Taobao http://www.aliyun.com/zixun/aggregation/14119.html"> Hadoop cluster machine hardware configuration
Hadoop companies at home and abroad more, the world's largest Hadoop cluster in Yahoo, there are about 25,000 nodes, mainly used to support the advertising system and web search. Domestic Hadoop mainly Baidu, Taobao, Tencent, Huawei, China Mobile, Taobao Hadoop cluster which belongs to the larger (if not the largest).

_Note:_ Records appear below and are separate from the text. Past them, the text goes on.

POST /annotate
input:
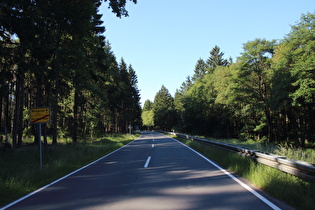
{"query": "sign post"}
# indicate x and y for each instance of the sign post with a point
(38, 116)
(130, 127)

Taobao Hadoop cluster now more than 1700 nodes, serving the entire Alibaba Group for various departments, data from various departments of the online database (Oracle, MySQL) backup, system log and crawler data, the total number of more than 17 PB, net daily growth of about 20T. There are more than 40,000 MapReduce tasks running daily in a Hadoop cluster (sometimes more than 60,000), most of which are daily statistical tasks such as data cube, quantum statistics, recommendation systems, leaderboards, and more. These tasks generally begin around 1:00 AM and are completed within 3-4 hours. Reading data every day in about 2PB, write data in about 1PB.
this picture is from Taobao
Hadoop includes two types of nodes Master and Slave nodes,
Master nodes include Jobtracker, Namenode, SecondName, Standby,
Hardware configuration: 16CPU * 4 core, 96G memory.
Slave nodes are mainly TaskTracker and DataNode,
Hardware configuration there are some differences: 8CPU * 4 nuclear -16CPU * 4 nuclear, 16G-24G memory
(Note: usually a slave node is also TaskTracker and DataNode, the purpose is to improve the data locality).
Each slave node is divided into 12 to 24 slots. The entire cluster is about 34,916 slots, with 19,643 Map slots and 15,273 Reduce slots
All assignments are split into groups, divided by department or group, for a total of 38 groups. The entire cluster resources are also divided by each Group, defining the maximum number of concurrent tasks for each Group, Map slots and the use of Reduce slots. Each job can only use its own group of slots resources.